Alternatives Considered
-
Log‑based CDC: Invasive change‑stream setup. Limited compatibility across older versions.
-
Reindex REST API: Burdens source cluster; no delete detection.
-
Incremental Snapshot/Restore: Unsupported beyond one version.
-
Native Delta Reindex in Snapshot/Restore API:
Embedding delta logic directly into theSnapshot/Restore
mechanism (rather than building around Reindex-from-Snapshot) could offer a cleaner, lower-latency path for applying snapshot diffs. This would allow:- Repository-level segment diffing and blob reuse.
- Elimination of reindex overhead and custom coordination logic.
- Tighter integration with existing DR workflows.

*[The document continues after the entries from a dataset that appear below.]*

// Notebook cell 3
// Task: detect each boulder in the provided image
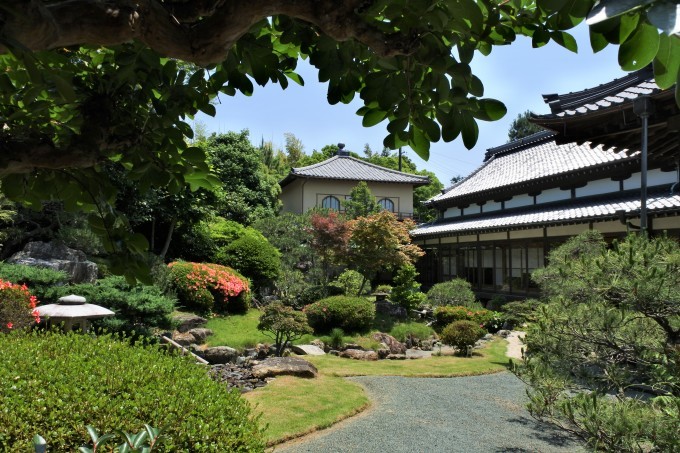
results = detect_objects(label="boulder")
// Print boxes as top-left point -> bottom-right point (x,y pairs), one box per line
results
172,331 -> 196,346
373,332 -> 406,354
339,349 -> 379,360
253,357 -> 318,378
7,242 -> 98,283
199,346 -> 238,364
172,313 -> 208,332
290,344 -> 326,355
187,327 -> 212,344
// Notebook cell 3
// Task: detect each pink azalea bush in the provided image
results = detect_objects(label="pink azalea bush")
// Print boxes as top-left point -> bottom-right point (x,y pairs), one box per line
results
0,279 -> 40,333
168,261 -> 250,313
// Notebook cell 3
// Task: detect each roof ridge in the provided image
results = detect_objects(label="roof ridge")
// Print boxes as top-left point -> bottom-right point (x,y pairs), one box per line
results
543,65 -> 654,114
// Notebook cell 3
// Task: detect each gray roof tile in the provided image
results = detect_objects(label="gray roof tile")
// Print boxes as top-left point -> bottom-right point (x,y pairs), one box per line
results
411,194 -> 680,238
428,132 -> 636,203
281,156 -> 430,186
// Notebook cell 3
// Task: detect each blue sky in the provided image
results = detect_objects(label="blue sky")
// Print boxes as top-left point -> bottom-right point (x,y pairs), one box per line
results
197,26 -> 625,185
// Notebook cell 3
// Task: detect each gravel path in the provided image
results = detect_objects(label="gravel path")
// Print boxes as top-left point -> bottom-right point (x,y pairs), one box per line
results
275,372 -> 584,453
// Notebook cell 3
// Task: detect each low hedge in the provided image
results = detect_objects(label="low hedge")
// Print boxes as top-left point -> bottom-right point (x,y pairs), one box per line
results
433,306 -> 504,333
0,332 -> 265,452
168,261 -> 251,313
304,296 -> 375,333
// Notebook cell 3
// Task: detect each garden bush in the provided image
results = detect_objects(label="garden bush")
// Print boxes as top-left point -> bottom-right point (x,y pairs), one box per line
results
0,331 -> 265,452
427,278 -> 482,309
304,296 -> 375,333
215,228 -> 281,288
46,276 -> 176,336
330,269 -> 364,296
0,263 -> 68,304
440,321 -> 486,353
0,280 -> 40,332
168,261 -> 250,313
434,306 -> 504,333
390,322 -> 434,343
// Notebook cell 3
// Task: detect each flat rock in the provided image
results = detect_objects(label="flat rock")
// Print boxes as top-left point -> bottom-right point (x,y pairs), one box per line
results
253,357 -> 318,378
197,346 -> 238,364
339,349 -> 378,360
187,327 -> 213,344
290,344 -> 326,355
172,313 -> 208,332
373,332 -> 406,354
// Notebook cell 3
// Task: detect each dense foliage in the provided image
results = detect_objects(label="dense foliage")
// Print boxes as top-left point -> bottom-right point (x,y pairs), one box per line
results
0,332 -> 264,452
304,296 -> 375,333
439,321 -> 486,353
0,279 -> 40,333
168,261 -> 250,313
427,278 -> 482,309
257,302 -> 312,357
518,232 -> 680,451
390,263 -> 425,310
45,277 -> 177,335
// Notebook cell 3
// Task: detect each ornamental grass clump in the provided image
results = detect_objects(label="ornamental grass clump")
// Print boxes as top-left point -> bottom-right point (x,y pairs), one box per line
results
304,296 -> 375,333
0,331 -> 265,452
0,280 -> 40,332
168,261 -> 250,313
440,321 -> 486,353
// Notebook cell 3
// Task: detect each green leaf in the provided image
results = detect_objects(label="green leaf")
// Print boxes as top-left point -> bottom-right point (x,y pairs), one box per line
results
654,33 -> 680,89
408,126 -> 430,160
619,23 -> 659,71
461,112 -> 479,149
361,109 -> 387,127
647,2 -> 680,35
550,31 -> 578,53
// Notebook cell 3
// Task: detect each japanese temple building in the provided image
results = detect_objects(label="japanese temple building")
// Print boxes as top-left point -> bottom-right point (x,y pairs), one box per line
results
412,68 -> 680,299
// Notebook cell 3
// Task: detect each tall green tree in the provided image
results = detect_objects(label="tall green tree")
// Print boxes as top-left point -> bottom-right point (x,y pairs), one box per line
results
0,0 -> 680,278
508,110 -> 545,142
342,181 -> 380,219
518,232 -> 680,451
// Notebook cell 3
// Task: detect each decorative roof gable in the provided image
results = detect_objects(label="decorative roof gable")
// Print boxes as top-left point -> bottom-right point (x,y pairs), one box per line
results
281,156 -> 430,187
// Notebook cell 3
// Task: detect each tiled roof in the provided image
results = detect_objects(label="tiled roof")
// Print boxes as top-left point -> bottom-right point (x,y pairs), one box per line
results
281,156 -> 430,187
411,192 -> 680,238
427,132 -> 631,204
532,66 -> 662,119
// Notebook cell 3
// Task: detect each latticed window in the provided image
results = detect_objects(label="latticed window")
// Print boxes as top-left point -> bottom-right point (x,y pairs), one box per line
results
321,195 -> 340,211
378,198 -> 394,212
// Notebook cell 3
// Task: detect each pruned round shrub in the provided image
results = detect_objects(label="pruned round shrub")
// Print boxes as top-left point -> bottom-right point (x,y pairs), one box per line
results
304,296 -> 375,332
427,278 -> 482,309
168,261 -> 250,313
0,280 -> 40,332
0,331 -> 265,452
434,306 -> 502,332
215,228 -> 281,287
439,321 -> 486,352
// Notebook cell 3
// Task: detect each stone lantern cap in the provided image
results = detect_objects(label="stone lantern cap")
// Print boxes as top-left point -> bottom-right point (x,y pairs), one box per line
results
36,294 -> 115,320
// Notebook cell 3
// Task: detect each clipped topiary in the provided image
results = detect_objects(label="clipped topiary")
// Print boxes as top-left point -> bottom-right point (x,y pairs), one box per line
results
168,261 -> 250,313
439,321 -> 486,353
0,331 -> 265,452
304,296 -> 375,333
427,278 -> 482,309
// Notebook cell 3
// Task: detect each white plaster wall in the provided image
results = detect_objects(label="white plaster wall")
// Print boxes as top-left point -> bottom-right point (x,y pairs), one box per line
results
536,188 -> 571,204
505,195 -> 534,209
576,178 -> 619,197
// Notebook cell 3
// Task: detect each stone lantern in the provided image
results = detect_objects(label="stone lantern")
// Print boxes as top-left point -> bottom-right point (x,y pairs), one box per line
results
36,294 -> 115,332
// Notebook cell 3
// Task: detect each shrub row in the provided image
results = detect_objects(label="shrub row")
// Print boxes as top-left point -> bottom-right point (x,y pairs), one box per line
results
0,332 -> 264,452
304,296 -> 375,333
434,306 -> 503,333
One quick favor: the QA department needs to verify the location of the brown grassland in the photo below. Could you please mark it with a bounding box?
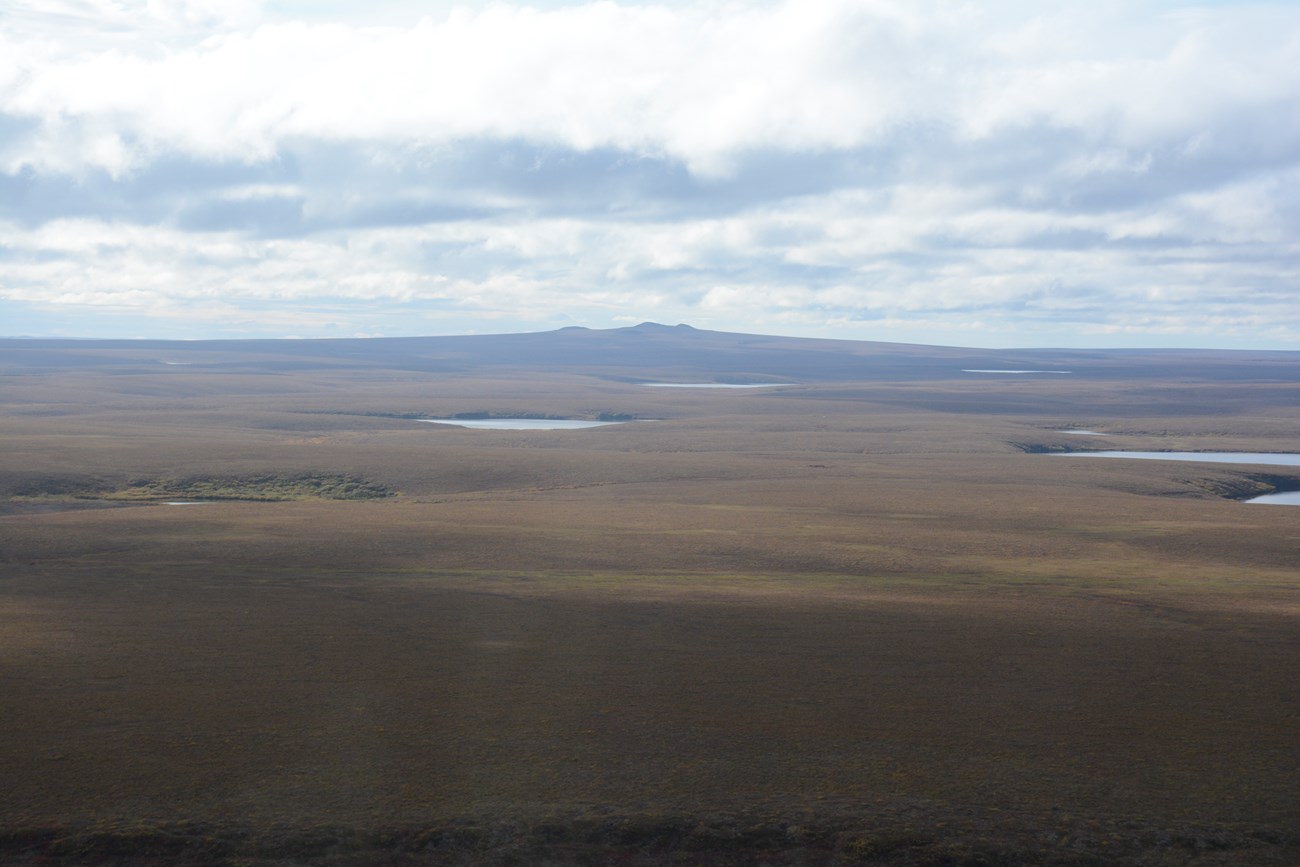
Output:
[0,329,1300,867]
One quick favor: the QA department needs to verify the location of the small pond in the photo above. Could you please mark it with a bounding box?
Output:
[416,419,623,430]
[962,368,1074,374]
[641,382,796,389]
[1243,491,1300,506]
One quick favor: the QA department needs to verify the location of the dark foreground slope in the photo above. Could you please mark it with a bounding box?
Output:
[0,326,1300,866]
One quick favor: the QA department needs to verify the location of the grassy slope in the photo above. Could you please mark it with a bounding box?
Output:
[0,335,1300,863]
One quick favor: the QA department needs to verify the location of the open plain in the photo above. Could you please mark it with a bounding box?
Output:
[0,324,1300,866]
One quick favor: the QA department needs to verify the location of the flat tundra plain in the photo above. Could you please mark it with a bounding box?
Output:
[0,328,1300,864]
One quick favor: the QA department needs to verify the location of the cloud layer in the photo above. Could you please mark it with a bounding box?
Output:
[0,0,1300,348]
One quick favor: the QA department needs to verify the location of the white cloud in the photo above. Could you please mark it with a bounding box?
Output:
[0,0,1300,341]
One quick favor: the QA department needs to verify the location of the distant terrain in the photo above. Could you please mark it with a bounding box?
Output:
[0,322,1300,866]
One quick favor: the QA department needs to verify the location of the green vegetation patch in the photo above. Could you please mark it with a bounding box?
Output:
[21,473,397,503]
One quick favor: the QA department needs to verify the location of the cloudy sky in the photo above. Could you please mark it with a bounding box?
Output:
[0,0,1300,350]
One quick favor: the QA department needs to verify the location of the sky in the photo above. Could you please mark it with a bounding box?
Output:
[0,0,1300,350]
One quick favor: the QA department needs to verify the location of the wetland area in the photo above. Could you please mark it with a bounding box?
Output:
[0,326,1300,867]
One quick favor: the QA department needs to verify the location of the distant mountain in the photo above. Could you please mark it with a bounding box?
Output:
[0,322,1300,383]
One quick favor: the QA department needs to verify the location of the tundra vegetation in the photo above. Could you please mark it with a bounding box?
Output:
[0,325,1300,866]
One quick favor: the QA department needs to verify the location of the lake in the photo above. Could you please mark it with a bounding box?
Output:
[1049,451,1300,467]
[416,419,623,430]
[641,382,797,389]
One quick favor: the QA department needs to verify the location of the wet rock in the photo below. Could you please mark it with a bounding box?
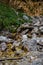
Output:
[28,39,37,51]
[0,36,12,42]
[39,26,43,33]
[22,35,28,42]
[0,62,3,65]
[23,15,29,20]
[34,26,39,33]
[32,59,43,65]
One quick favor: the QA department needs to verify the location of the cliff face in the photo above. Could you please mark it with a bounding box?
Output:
[0,0,43,16]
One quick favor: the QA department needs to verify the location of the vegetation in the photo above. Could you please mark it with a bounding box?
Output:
[0,3,31,32]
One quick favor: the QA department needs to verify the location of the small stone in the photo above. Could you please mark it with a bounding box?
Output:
[1,42,7,51]
[39,26,43,33]
[22,35,28,42]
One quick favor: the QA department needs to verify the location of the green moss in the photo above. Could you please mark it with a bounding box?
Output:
[0,3,31,32]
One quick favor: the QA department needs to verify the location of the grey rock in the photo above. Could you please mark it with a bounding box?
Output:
[1,42,7,51]
[39,26,43,32]
[32,59,43,65]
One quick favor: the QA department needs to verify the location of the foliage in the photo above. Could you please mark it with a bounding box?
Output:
[0,3,31,32]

Drawbacks: Requires deeper changes to core restore flows and compatibility handling across OpenSearch/Lucene versions. Slower to implement and validate across all repository types.
Feedback Requested
- Suggestions for efficiently processing segment merges
- Special data types needing extra care (e.g. nested docs, binary fields, geo‑shapes, custom analyzers, etc.).